I sighed. Backing up, I sat on the bench at the foot of the bed. He set the box on my lap and I opened it to find a darling rectangular handbag in pale pink with darker pink metallic cross-stitching and Chanel’s signature interlocking C’s on the flap and gold chain strap. It was beautiful.
But I didn’t want it.
“Tucker, it’s very pretty, and it’s a nice gift. But I can’t accept it.”
“Why not?”
“Because we’re not getting back together.”
“Don’t say that, Mia. Please.” He dropped down in front of me again. “We had so many things planned. I still want them all. It was just cold feet, I swear. I was a fool, and I’ll never take you for granted again. I can make you happy, Mia.”
I looked into his face, the one that only weeks ago had still set my heart aflutter. The one I thought I’d want to look at every morning, every night, because it was so handsome. But the blue eyes just looked cool to me, and the neatly trimmed hair was all wrong. The perfect symmetry of his face seemed uninteresting, and even the tall, muscular body held no allure. I glanced down at his bare chest and felt only sadness—for Lucas, for myself, and even for Tucker, with this misguided attempt at winning me back.
He was doing it the best way he knew how, with flowers and money and expensive gifts, but it wasn’t what I wanted.

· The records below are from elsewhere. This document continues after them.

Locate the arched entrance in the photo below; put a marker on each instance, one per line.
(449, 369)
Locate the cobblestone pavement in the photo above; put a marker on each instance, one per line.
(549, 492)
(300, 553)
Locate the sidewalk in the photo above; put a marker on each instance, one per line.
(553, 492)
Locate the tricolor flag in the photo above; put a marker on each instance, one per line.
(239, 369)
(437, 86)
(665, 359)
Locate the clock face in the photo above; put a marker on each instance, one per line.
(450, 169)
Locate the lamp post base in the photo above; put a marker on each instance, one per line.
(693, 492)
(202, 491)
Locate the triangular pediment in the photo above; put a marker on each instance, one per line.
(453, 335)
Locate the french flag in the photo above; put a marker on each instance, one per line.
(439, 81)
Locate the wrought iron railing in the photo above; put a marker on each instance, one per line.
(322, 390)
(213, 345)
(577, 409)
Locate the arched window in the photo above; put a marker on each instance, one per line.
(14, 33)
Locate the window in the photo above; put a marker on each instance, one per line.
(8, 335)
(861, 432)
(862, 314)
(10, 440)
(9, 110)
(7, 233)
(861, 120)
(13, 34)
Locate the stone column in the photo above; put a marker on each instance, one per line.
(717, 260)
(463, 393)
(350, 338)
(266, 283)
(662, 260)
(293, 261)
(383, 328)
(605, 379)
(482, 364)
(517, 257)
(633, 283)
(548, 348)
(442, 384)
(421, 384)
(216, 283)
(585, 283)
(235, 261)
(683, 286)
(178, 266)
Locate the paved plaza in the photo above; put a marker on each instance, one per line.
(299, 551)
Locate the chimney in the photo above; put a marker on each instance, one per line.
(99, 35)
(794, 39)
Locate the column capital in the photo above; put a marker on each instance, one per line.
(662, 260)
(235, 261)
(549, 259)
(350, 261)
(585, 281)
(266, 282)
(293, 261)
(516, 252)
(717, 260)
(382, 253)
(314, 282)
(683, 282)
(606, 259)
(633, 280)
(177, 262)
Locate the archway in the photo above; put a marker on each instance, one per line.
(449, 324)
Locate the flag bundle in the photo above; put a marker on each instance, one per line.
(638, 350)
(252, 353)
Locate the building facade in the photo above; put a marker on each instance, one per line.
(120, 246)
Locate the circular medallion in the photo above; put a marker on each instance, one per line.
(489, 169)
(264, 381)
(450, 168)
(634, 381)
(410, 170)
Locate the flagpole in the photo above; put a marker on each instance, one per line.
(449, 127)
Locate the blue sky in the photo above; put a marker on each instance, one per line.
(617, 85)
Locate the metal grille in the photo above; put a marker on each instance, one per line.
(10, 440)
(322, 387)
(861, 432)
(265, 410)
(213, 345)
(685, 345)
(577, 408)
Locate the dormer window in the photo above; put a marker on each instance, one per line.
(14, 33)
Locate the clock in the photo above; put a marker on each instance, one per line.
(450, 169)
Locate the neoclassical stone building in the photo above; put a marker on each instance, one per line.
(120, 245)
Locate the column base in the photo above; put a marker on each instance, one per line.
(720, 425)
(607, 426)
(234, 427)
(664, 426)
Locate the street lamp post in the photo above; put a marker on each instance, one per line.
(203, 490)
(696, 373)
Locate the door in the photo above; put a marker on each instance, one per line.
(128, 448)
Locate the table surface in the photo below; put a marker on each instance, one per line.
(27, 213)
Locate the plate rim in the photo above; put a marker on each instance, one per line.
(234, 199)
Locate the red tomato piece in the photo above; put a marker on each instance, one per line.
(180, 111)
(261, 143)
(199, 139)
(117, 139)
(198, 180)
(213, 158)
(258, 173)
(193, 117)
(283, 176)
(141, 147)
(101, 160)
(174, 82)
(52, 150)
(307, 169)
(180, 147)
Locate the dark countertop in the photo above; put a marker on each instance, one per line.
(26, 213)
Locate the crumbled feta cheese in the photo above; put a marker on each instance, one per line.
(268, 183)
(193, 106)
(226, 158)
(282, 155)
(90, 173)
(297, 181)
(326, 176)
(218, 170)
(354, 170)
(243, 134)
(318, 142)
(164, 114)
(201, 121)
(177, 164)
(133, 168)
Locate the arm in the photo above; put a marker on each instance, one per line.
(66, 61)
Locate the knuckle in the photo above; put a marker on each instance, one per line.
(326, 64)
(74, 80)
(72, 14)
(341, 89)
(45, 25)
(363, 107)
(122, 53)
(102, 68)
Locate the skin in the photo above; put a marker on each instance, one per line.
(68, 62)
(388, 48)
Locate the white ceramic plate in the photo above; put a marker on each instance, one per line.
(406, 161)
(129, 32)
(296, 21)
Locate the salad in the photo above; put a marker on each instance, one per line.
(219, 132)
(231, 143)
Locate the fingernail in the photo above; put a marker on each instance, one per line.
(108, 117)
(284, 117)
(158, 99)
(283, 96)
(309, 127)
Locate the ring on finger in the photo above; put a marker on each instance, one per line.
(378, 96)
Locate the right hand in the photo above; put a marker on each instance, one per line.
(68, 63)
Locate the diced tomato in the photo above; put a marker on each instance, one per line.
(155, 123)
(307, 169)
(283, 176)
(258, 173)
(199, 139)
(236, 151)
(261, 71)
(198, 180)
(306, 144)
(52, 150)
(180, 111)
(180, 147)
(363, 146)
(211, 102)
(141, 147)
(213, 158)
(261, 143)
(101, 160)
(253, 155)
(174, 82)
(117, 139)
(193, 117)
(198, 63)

I wanted him to say, Of course I’ll go to a museum with you, of course I’ll take you to the flea market, and here’s that book I was telling you about…
I wanted Lucas.
“Tucker, the answer is still no. You were right to call off the wedding. We wo
n’t make each other happy.”
“You’re not even giving me a chance,” he whined. “I came all the way here for you.”
“I’m sorry about that, but the answer is still no.” Now that I’d found my voice, it was firm. “You can stay here if you want, but I’ll find another room to stay in.”
“How will you afford that?” he snapped, popping to his feet.
“I’ll stay somewhere else, then.” Suddenly I was scared he’d stick me with the bill for this suite so far. How the hell would I pay for it?
“Fine.” Tucker finally began buttoning his shirt. “But I think you’ll change your mind. You’ll realize that no one can treat you better than I can, Mia. You’ll miss everything that my money can buy. You could have a great life, an easy life.”
God, had I really given him that crass an impression of me? That I cared so much about wealth?
“I don’t want an easy life. I want a happy life. And it’s not with you.” Rising, I glanced around the suite. “I need some time to pack.”
He dropped his arms from the buttons. “Don’t go,” he said, his approach changing again. “Take some time. Think it over.”
“I’ll be doing plenty of thinking, Tucker. You can bet on that.”
He looked pleased, probably because he figured no woman would actually turn a life with him down once she pondered it some more. “Good.”
“Can I ask you to leave me alone while I pack?”
“Oh, uh…I guess so. I’ll go down to the restaurant. How will I know if—I mean when—you’ve changed you mind?” He flashed his Millionaire Heartbreaker smile at me.
Give it a rest, Tucker. I’m not that girl anymore.
“If I don’t come back here tonight, then I’ll get in touch back in Detroit.”
He paled for a moment. “You’re going home?”
“I don’t know yet, Tucker. I don’t know what I’m doing.” Damn, that was the truth. Once I packed my bags, I had no clue where to go. Try to find Lucas? Just fly home? Find a new (cheaper) hotel?